— Одну минуточку, — вновь попросила слова радистка Кэт. — Мне кажется, что гибель Курских таит в себе еще немало загадок. Точнее, не сама гибель, а то, что за нею последовало. Константин Филиппович, можно вам задать еще пару вопросов?
— Ну естественно, — самоуверенно ответил Гераклов. — Мне нечего скрывать от своего народа!
— Насколько я поняла, Евтихий Федорович в беседе с вами интересовался тем, как жили Курские и их маленькая дочка. — Политик кивнул. — A мне хотелось бы узнать, что было сразу после их исчезновения. Может быть, вы, как сосед, что-то видели и что-то слышали? Итак, утром к вам прибежала Вероника и сказала, что ее родители исчезли…
— Ну да. Я первым делом позвонил в милицию, и она довольно скоро приехала. Сотрудники опросили Веронику, меня, других соседей и уехали. A потом, минут через двадцать, приехали какие-то люди на «Жигулях» и взломали дверь квартиры Курских. Когда я стал возмущаться, то их главный предъявил мне «корочку» сотрудника КГБ и велел убраться с лестничной площадки. Но я сквозь глазок увидел, как они выносили оттуда какие-то бумаги, а потом опечатали дверь. Я еще подумал, что это было связано с научной деятельностью профессора Курского…
— Как опечатали — штампом КГБ? — удивился адмирал.
— Да нет, в том-то и фокус, что это была печать городской прокуратуры! — воскликнул Гераклов.
— Ну понятно — Рейкин и Железякин действовали совместно, — сказала Кэт. — Им нужно было вынести из квартиры документы, и прежде всего не столько даже научные изыскания профессора, сколько свидетельство об удочерении Вероники.

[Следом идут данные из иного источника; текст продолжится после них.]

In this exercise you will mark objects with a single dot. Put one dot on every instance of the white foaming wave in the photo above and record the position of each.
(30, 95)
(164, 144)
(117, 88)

— Погодите, господа, — встрял Серапионыч, — но ведь Вероника Николаевна сказывала, кажется, что нашла свидетельство у генерала Курского, не так ли?
— Это была фотокопия, — подала слабый голос Вероника. — Должно быть, родители еще раньше передали ее дяде, на всякий случай.
— Да, этого люди Разбойникова не учли, — заметила Кэт. — Но мы, кажется, опять отвлеклись. И долго еще квартира стояла опечатанной?
— Пару недель, — подумав, ответил Гераклов. — Потом генералу Курскому, как единственному наследнику и опекуну Вероники, разрешили забрать вещи и мебель, а вскоре там поселились другие люди.
— Константин Филиппович, вы были на похоронах Курских? — продолжала расспросы радистка.
— Да, конечно, был.
— И ничего необычного там не заметили?
— Да нет. Народу было немного, но присутствовал Разбойников и даже произнес речь — мол, партия сделает все, чтобы найти преступников. Кто же мог знать, что он сам их и прикончил!
— Трупы были сильно изуродованы?
— Должно быть, сильно, так как их лица были прикрыты.
— Вот еще загадка, — вдруг сказал доктор Серапионыч, — где находились трупы до похорон? Ведь ко мне в морг их не привозили…
— Да, сплошные загадки, — сокрушенно покачал головой адмирал, — и на большинство из них мы уже, скорее всего, ответа никогда не получим. Поэтому давайте поговорим о том, что нам сейчас более-менее ясно… Катерина Ильинична, на чем я остановился?
— На том, что Вероника попала к своему дяде-генералу, — напомнила радистка.
— Да. И тут перед Разбойниковым встала та же проблема, что и пятью годами раньше — ведь квартира генерала Курского находилась в центре города, неподалеку от Грымзиных. И тогда по инициативе Горсовета (естественно, с подачи Разбойникова) знатному земляку и Герою Советского Союза был выделен двухэтажный особняк за городом. Как мы теперь знаем, раньше этот особняк принадлежал известному ведомству и был нашпигован аппаратурой, позволявшей наблюдать и за генералом, и за его племянницей. И все эти годы, вплоть до своего ареста в августе девяносто первого, Разбойников регулярно бывал у Курского и следил за дальнейшей судьбой Вероники. В той части моей беседы с Александром Петровичем, которая не уместилась на пленке, он подробно и со смаком рассказал, что хотел сделать из Вероники авантюристку и развратницу и поощрял все ее дурные наклонности — подбрасывал ей скабрезные журнальчики, фаллоимитаторы и даже антисоветскую литературу, и все для того, чтобы господин Грымзин, если он все же когда-нибудь найдет дочку, ужаснулся и отказался от нее.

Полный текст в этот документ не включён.